The refunds occurred shortly after Maestro reported that the MaestroRouter on the ETH mainnet had been compromised on October 24, allowing hackers to steal approximately 280 ETH in exploited tokens, which were worth roughly $485,000.
The Maestro team reported that it identified the attack 30 minutes after its initiation and completely removed the exploit. In addition, the platform rapidly resumed trading after temporarily suspending token pools on SushiSwap, ShibaSwap, and ETH PancakeSwap.
“Wallets were not at all compromised during this attack. This was directed solely at the Router,” wrote Maestro.
According to CertiK’s executive summary, Maestro’s smart contract breach affected 106 user addresses in total. MOG, LMI, JOE, BANANA, OGGY, JIM, ETF, LP, APU, Real Smurf Cat, and PROPHET were among the tokens affected.
“The majority of these tokens increased in value due to the expectation that we would purchase them on the market. The majority of these tokens are still active,” a Maestrobots representative informed Cointelegraph.

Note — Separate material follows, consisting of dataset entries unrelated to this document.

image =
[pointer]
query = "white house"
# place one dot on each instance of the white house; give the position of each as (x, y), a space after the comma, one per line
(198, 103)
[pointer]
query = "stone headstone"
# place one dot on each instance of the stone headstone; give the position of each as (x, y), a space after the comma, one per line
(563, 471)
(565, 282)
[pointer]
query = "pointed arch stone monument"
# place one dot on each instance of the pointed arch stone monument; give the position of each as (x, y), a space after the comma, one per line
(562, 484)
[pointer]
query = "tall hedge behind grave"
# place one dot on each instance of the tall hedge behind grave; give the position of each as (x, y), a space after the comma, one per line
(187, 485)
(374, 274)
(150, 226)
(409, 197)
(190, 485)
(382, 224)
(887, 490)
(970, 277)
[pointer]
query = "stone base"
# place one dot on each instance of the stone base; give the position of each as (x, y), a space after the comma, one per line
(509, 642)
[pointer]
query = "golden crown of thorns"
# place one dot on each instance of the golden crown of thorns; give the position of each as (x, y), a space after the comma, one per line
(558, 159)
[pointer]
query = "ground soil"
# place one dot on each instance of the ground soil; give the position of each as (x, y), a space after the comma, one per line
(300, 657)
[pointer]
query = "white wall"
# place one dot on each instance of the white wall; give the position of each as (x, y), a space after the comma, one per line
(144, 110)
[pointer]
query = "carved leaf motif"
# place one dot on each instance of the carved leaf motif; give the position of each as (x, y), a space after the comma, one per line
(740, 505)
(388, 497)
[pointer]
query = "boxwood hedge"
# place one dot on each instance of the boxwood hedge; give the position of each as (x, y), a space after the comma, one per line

Maestro, also known as MaestroBots on X, is a Telegram bot that facilitates trades on three networks, including Ethereum, BNB Chain, and Arbitrum, with a transaction charge of 1% by default.
The Maestro bot system includes the Maestro Whale Bot, Maestro Sniper Bot, and Maestro Wallet Bot. At the time of writing, the Maestro Bots Hub Telegram channel has more than 100,000 subscribers, while its X account has more than 24,000 followers.